Mothercare (UK) Ltd v Penguin Books

Date

7 July 1987

Legislation

Trade Marks Act 1938 ss 1, 4, 68

Keywords

Passing off; interim injunction; arguable case; serious issue to be tried; trade mark use

Counsel

Charles Sparrow QC, Mary Vitoria, William Aldous QC, John Baldwin

Solicitors

Peter Carter-Ruck & Partners; Slaughter & May

Judge

Dillon, Woolf, Bingham LJJ

Court

Court of Appeal (Civil Division)

Reported

[1988] RPC 113

Summary

The Claimant was the registered proprietor of the trade mark MOTHERCARE in respect inter alia of books. It sought an interim injunction based on causes of action in both passing off and trade mark infringement to restrain the Defendant publishers from publishing a book entitled 'Mother Care/Other Care' (which had nothing to do with the Claimant).

Decision

As for passing off, applying E. Warnink v Townsend & Sons [1979] AC 731, the book's title made no misrepresentation that it was associated with the Claimant in any way. Moreover, since the book was not in competition with any book the Claimant might publish, there was no reasonably foreseeable possibility of the Claimant suffering any damage. Accordingly there was no serious issue to be tried, and so no grounds for an interim injunction: American Cyanamid v Ethicon [1975] AC 396.

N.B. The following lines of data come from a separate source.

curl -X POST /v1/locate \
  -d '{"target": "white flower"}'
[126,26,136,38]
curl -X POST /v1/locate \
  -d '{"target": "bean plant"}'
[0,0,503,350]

Similarly there was no serious issue to be tried in relation to the claim for trade mark infringement under s. 4(b) of the Trade Marks Act 1938. Applying Bismag v Amblins [1940] Ch 667, the use of the trade mark must be use in a trade mark sense. The words 'mother care' in the title of the book were not used in such a sense, but descriptively.

This case was applied in BACH FLOWER REMEDIES Trade Mark [1992] RPC 439, and discussed in West v. Fuller Smith & Turner Plc [2003] FSR 44.

Note that the Trade Marks Act 1938 has been repealed and replaced by the Trade Marks Act 1994.